MichaelA🔸 8 Mar 2021 5:19 UTC
2 points
0 ∶ 0
Almost all of the question names are rather ad-hoc.
To check I understand, is the main thing you have in mind as a problem here that a similar topic might be asked about in a very different way by two different questions, such that it’s hard for an aggregator/search tool to pick up both questions together? Or just that it can be hard to actually tell what a question is about from the name itself, without reading the details in the description? Or something else?
And could you say a bit about what sort of norms or guidelines you’d prefer to see followed by the writers of forecasting questions?

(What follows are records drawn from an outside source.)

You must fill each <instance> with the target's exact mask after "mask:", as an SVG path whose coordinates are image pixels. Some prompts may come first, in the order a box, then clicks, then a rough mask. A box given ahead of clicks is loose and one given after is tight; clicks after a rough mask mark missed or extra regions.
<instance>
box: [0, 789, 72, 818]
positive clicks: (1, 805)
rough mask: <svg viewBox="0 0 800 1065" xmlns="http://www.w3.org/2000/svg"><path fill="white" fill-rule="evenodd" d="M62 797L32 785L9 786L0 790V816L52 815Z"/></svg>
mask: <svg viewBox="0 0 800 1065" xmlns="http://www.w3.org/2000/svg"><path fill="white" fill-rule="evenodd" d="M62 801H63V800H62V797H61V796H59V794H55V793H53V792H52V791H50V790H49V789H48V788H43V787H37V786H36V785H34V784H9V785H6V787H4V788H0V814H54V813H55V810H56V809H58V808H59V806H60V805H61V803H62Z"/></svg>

There are a few public dashboards, but these are rather few compared to all of the existing forecasting questions, and these often aren’t particularly well done
I’m not sure I know what you mean by “public dashboards” in this context. Do you mean other aggregators and search tools, similar but inferior to Metaforecast?

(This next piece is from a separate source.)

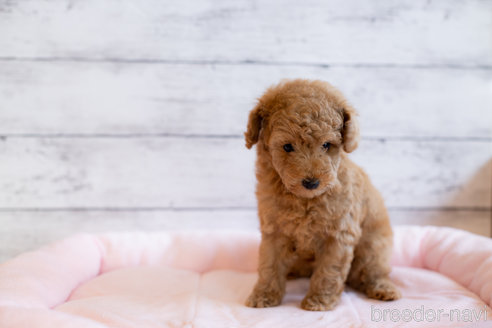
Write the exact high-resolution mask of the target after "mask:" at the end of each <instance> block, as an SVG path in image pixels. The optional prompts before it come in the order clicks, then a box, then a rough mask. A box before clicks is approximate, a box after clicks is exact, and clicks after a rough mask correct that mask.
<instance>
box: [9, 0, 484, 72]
mask: <svg viewBox="0 0 492 328" xmlns="http://www.w3.org/2000/svg"><path fill="white" fill-rule="evenodd" d="M491 10H492V3H491V2H490V1H483V0H468V1H449V0H438V1H427V0H404V1H377V2H373V1H371V2H364V1H357V0H350V1H347V0H330V1H322V0H308V1H301V2H300V1H295V0H289V1H281V0H276V1H250V0H241V1H226V0H220V1H217V0H207V1H191V0H186V1H145V2H143V1H140V2H135V1H132V0H124V1H121V0H107V1H98V0H87V1H70V0H56V1H35V0H29V1H7V0H4V1H2V2H0V31H2V37H1V38H0V57H3V58H8V57H14V58H38V59H39V58H41V59H42V58H50V59H54V58H72V59H76V60H115V59H116V60H126V61H162V60H164V61H198V62H201V61H234V62H236V61H239V62H241V61H253V62H256V61H264V62H279V63H285V62H302V63H335V64H341V65H346V64H353V63H368V64H388V63H393V64H399V65H400V64H401V65H455V66H483V65H489V66H490V65H491V64H492V57H491V56H490V52H491V50H492V41H491V40H492V17H491V15H490V12H491Z"/></svg>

- Ozzie Gooen 8 Mar 2021 7:34 UTC
  4 points
  0 ∶ 0
  Parent
  On the first part:
  The main problem that I’m worried about it’s not that the terminology is different (most of these questions use fairly basic terminology so far), but rather that there is no order to all the questions. This means that readers have very little clue what kinds of things are forecasted.
  Wikidata does a good job of having a semantic structure where if you want any type of fact, you could know where to look. Compare this page of Barack Obama, to a long list of facts, some about Obama, some about Obama and one or two other people, all somewhat randomly written and ordered. See the semantic web or discussion on web ontologies for more on this subject.
  
  I expect that questions will eventually follow a much more semantic structure, and correspondingly, there will be far more questions at some points in the future.
  
  On the second part:
  By public dashboards, I mean a rather static webpage that shows one set of questions, but includes the most recent data about them. There’s been a few of these done so far. These are typically optimized for readers, not forecasters.
  See:
  https://goodjudgment.io/superforecasts/#1464
  https://pandemic.metaculus.com/dashboard#/global-epidemiology
  
  These are very different from Metaforecast because they have different features. Metaforecast has thousands of different questions, and allows one to search by them, but it doesn’t show historic data and it doesn’t have curated lists. The dashboards, in comparison, have these features, but are typically limited to a very specific set of questions.